Marc Dufumier: «Nous produisons largement de quoi nourrir tout le monde»
Marc Dufumier, agronome engagé et professeur émérite à Agroparistech, vient de publier 50 idées reçues sur l’agriculture et l’alimentation (Allary Editions). Dans cet ouvrage sous forme de «vrai-faux», il remet en cause des dérives de l’agriculture industrielle, en proposant des solutions plus durables. Son intervention sur France Inter jeudi matin résume bien son propos:

    «Plus grave encore que le cheval dans les lasagnes de bœuf, c’est les anti-inflammatoires dans la viande de cheval. Il y a un réel problème aujourd’hui en ce qui concerne notre alimentation, qui provient de notre agriculture, qui s’est, au cours des 20 dernières années, pour faire bref, motorisée, mécanisée, chimisée, spécialisée, standardisée, et qui fournit, dans les grandes et moyennes surfaces, des produits de faible variété, les plus standards, qui ont été sélectionnés pour leur capacité à être transportés, à résister aux chocs, à pouvoir rester longtemps sur les rayons.»

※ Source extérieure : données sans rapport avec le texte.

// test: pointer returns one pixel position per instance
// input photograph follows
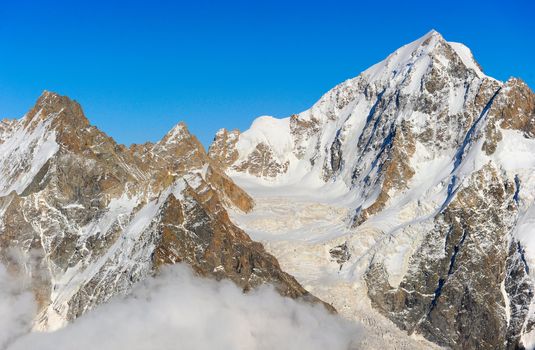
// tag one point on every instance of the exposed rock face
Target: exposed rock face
(86, 218)
(437, 162)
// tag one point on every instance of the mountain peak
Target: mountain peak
(51, 105)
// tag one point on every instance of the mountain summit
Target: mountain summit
(85, 218)
(433, 163)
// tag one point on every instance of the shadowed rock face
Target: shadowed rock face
(86, 218)
(424, 143)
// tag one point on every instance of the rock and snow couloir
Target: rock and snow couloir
(408, 191)
(85, 218)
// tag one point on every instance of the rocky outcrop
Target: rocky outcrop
(436, 159)
(86, 217)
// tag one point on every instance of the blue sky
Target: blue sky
(139, 67)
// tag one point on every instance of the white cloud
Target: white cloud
(178, 310)
(17, 308)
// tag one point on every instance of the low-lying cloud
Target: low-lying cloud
(17, 308)
(178, 310)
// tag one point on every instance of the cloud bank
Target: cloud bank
(17, 308)
(178, 310)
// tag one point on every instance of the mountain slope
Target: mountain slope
(433, 162)
(85, 218)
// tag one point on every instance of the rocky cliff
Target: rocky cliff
(85, 217)
(435, 162)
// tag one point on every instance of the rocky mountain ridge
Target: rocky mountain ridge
(434, 161)
(85, 218)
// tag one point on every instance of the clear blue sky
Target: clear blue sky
(139, 67)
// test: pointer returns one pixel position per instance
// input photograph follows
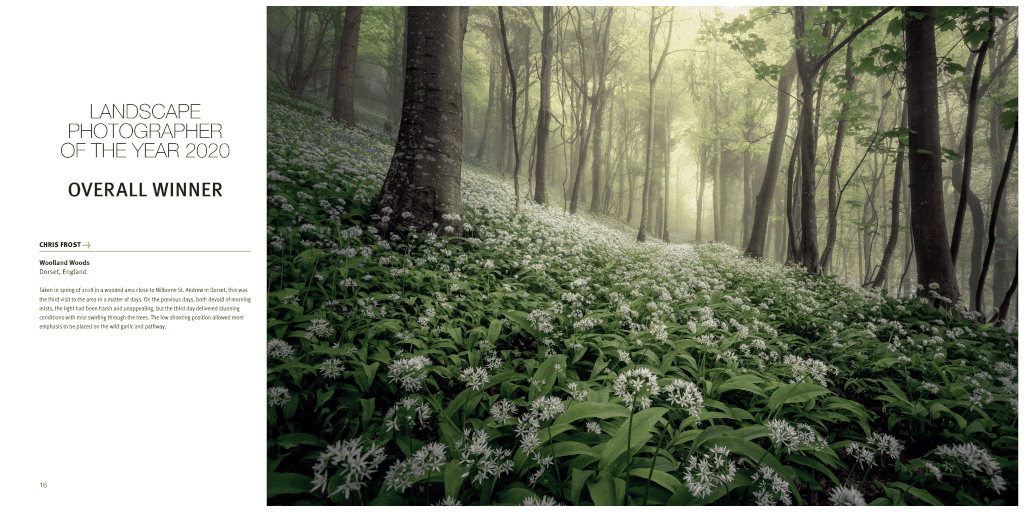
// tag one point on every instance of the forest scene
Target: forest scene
(642, 255)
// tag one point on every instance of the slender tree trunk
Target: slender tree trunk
(652, 75)
(791, 199)
(719, 192)
(343, 110)
(544, 116)
(668, 159)
(880, 279)
(480, 152)
(808, 211)
(756, 247)
(1005, 305)
(599, 102)
(425, 176)
(991, 223)
(972, 122)
(705, 150)
(515, 141)
(934, 259)
(834, 168)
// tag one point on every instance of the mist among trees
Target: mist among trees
(821, 216)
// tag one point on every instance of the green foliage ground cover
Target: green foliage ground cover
(547, 358)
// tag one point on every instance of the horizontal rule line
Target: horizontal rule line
(144, 251)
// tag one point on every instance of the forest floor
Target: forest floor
(544, 357)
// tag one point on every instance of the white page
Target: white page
(134, 419)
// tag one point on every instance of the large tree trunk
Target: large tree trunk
(544, 116)
(834, 168)
(397, 74)
(300, 74)
(887, 254)
(652, 74)
(808, 211)
(343, 109)
(425, 177)
(935, 263)
(756, 248)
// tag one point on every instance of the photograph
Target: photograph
(640, 255)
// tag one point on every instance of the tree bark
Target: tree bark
(343, 110)
(425, 176)
(808, 212)
(652, 75)
(934, 259)
(834, 168)
(887, 254)
(756, 247)
(972, 122)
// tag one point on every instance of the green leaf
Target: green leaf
(294, 439)
(579, 479)
(710, 433)
(613, 456)
(745, 382)
(607, 491)
(919, 494)
(807, 461)
(288, 483)
(547, 376)
(494, 331)
(795, 393)
(659, 477)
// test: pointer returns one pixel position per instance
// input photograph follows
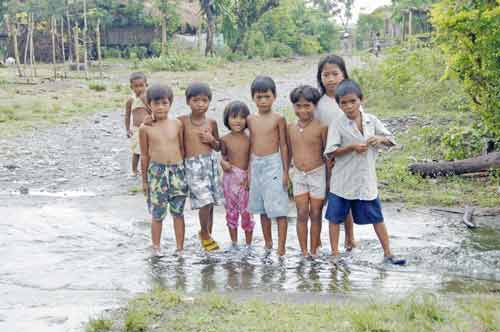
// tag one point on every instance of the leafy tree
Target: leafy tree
(469, 34)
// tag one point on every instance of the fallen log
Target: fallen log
(446, 168)
(483, 212)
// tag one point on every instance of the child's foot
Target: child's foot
(394, 260)
(350, 245)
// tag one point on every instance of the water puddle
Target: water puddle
(66, 259)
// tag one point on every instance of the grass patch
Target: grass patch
(99, 325)
(408, 84)
(163, 310)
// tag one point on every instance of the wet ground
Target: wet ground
(75, 242)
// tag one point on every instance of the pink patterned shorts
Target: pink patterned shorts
(236, 199)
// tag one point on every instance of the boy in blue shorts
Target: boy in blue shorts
(268, 163)
(353, 140)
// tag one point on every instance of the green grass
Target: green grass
(163, 310)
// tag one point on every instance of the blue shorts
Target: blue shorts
(363, 212)
(267, 195)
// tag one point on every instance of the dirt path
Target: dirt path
(92, 154)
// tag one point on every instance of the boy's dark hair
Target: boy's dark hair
(333, 60)
(198, 89)
(158, 91)
(263, 84)
(233, 109)
(138, 75)
(346, 87)
(307, 92)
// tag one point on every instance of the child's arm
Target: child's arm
(334, 146)
(144, 144)
(283, 150)
(181, 139)
(382, 135)
(224, 162)
(128, 113)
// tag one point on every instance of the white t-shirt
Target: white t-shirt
(326, 110)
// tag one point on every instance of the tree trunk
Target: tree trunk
(77, 48)
(445, 168)
(209, 48)
(164, 49)
(53, 34)
(12, 31)
(32, 47)
(70, 51)
(98, 40)
(85, 50)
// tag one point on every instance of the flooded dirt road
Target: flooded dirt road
(74, 241)
(66, 259)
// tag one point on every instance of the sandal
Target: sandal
(209, 245)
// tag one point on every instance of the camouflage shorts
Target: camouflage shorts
(166, 188)
(203, 178)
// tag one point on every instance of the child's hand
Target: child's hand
(286, 180)
(148, 120)
(360, 148)
(206, 136)
(226, 166)
(375, 140)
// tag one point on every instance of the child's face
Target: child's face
(331, 76)
(199, 104)
(304, 109)
(350, 104)
(237, 123)
(160, 108)
(264, 100)
(138, 86)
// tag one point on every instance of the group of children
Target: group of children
(332, 152)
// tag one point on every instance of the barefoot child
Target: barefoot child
(136, 109)
(201, 138)
(268, 163)
(353, 141)
(331, 71)
(307, 140)
(235, 148)
(162, 166)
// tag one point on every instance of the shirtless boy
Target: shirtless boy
(136, 107)
(163, 174)
(268, 163)
(201, 138)
(307, 141)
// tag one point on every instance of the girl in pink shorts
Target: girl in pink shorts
(235, 149)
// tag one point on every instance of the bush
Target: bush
(97, 86)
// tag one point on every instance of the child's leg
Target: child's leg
(302, 203)
(383, 237)
(204, 214)
(265, 223)
(334, 238)
(349, 232)
(156, 226)
(135, 162)
(282, 229)
(315, 213)
(179, 229)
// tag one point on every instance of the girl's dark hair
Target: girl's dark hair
(346, 87)
(307, 92)
(158, 91)
(333, 60)
(198, 89)
(233, 109)
(263, 84)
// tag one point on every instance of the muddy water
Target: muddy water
(66, 259)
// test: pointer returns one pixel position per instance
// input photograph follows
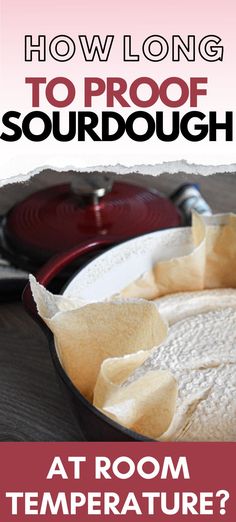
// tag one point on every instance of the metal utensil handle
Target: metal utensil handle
(52, 268)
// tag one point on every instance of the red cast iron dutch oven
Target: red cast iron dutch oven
(91, 422)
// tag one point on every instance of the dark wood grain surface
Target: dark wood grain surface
(32, 406)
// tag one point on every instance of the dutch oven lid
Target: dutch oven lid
(92, 206)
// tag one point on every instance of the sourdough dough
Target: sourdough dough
(200, 351)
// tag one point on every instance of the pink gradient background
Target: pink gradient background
(73, 17)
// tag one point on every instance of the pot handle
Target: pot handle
(55, 265)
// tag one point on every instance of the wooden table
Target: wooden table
(32, 406)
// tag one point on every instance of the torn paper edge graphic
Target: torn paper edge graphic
(170, 167)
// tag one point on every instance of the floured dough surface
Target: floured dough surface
(200, 351)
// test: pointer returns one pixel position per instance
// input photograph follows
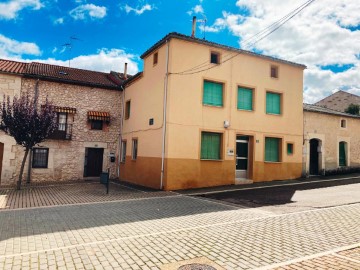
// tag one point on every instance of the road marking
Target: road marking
(165, 232)
(280, 185)
(313, 256)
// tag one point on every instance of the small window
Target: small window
(96, 124)
(123, 151)
(62, 120)
(127, 109)
(211, 145)
(343, 123)
(273, 103)
(155, 58)
(272, 149)
(213, 94)
(290, 148)
(274, 72)
(342, 154)
(245, 99)
(40, 157)
(134, 149)
(215, 58)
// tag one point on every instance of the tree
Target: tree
(21, 119)
(353, 109)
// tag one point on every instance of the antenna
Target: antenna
(68, 45)
(203, 24)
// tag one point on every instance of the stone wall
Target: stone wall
(66, 157)
(327, 128)
(10, 85)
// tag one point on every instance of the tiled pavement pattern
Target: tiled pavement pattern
(60, 194)
(337, 261)
(147, 233)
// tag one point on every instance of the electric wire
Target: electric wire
(261, 35)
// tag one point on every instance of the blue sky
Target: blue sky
(107, 33)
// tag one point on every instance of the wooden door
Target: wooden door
(93, 161)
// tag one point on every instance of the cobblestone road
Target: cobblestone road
(150, 233)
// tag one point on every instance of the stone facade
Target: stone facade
(10, 85)
(328, 131)
(66, 158)
(339, 101)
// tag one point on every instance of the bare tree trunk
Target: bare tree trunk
(22, 169)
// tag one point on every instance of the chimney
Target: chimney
(125, 71)
(194, 27)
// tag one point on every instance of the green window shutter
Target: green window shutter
(273, 103)
(290, 148)
(245, 99)
(342, 154)
(272, 149)
(210, 145)
(213, 94)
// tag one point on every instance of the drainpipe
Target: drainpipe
(122, 119)
(164, 116)
(36, 93)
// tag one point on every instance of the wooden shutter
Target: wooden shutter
(213, 93)
(245, 99)
(272, 149)
(342, 154)
(273, 103)
(210, 145)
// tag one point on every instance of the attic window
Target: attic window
(215, 58)
(155, 59)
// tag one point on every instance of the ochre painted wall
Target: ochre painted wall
(187, 117)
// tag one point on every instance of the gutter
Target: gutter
(164, 116)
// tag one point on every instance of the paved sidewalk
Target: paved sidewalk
(66, 193)
(152, 233)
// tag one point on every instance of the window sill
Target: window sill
(213, 106)
(244, 110)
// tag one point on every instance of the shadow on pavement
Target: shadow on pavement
(272, 195)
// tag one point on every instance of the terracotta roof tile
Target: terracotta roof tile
(10, 66)
(321, 109)
(73, 75)
(216, 45)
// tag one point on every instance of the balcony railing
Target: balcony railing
(63, 132)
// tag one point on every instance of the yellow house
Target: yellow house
(204, 114)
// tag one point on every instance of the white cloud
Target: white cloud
(316, 37)
(104, 60)
(13, 48)
(10, 9)
(59, 21)
(88, 10)
(138, 10)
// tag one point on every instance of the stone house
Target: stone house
(10, 85)
(88, 106)
(331, 140)
(204, 114)
(339, 101)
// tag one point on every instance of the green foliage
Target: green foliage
(353, 109)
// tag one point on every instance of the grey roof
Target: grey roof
(320, 109)
(217, 45)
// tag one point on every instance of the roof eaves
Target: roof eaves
(324, 110)
(53, 79)
(133, 78)
(217, 45)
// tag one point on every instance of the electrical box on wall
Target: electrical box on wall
(230, 152)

Dans son ouvrage, l’agronome aborde la PAC, les pesticides, les OGM, les abeilles, l’élevage ou encore le goût des tomates, avant d’élargir la perspective en abordant la question de la mauvaise répartition de la nourriture dans le monde:

    «La terre ne produit pas assez pour nourrir ses 7,2 milliards d’habitants. Faux. Nous produisons largement de quoi nourrir tout le monde.»

S’en suit la démonstration: pour que tous les humains soient nourris correctement, il faut produire 200 kilos de céréales par habitant et par an, ou leur équivalent en pommes de terre, manioc etc., «quitte à ce qu’une petite partie seulement de cette production soit destinée à l’alimentation animale». Or justement, on produit sur la planète l’équivalent de 320 à 330 kilos de céréales par an et par personne.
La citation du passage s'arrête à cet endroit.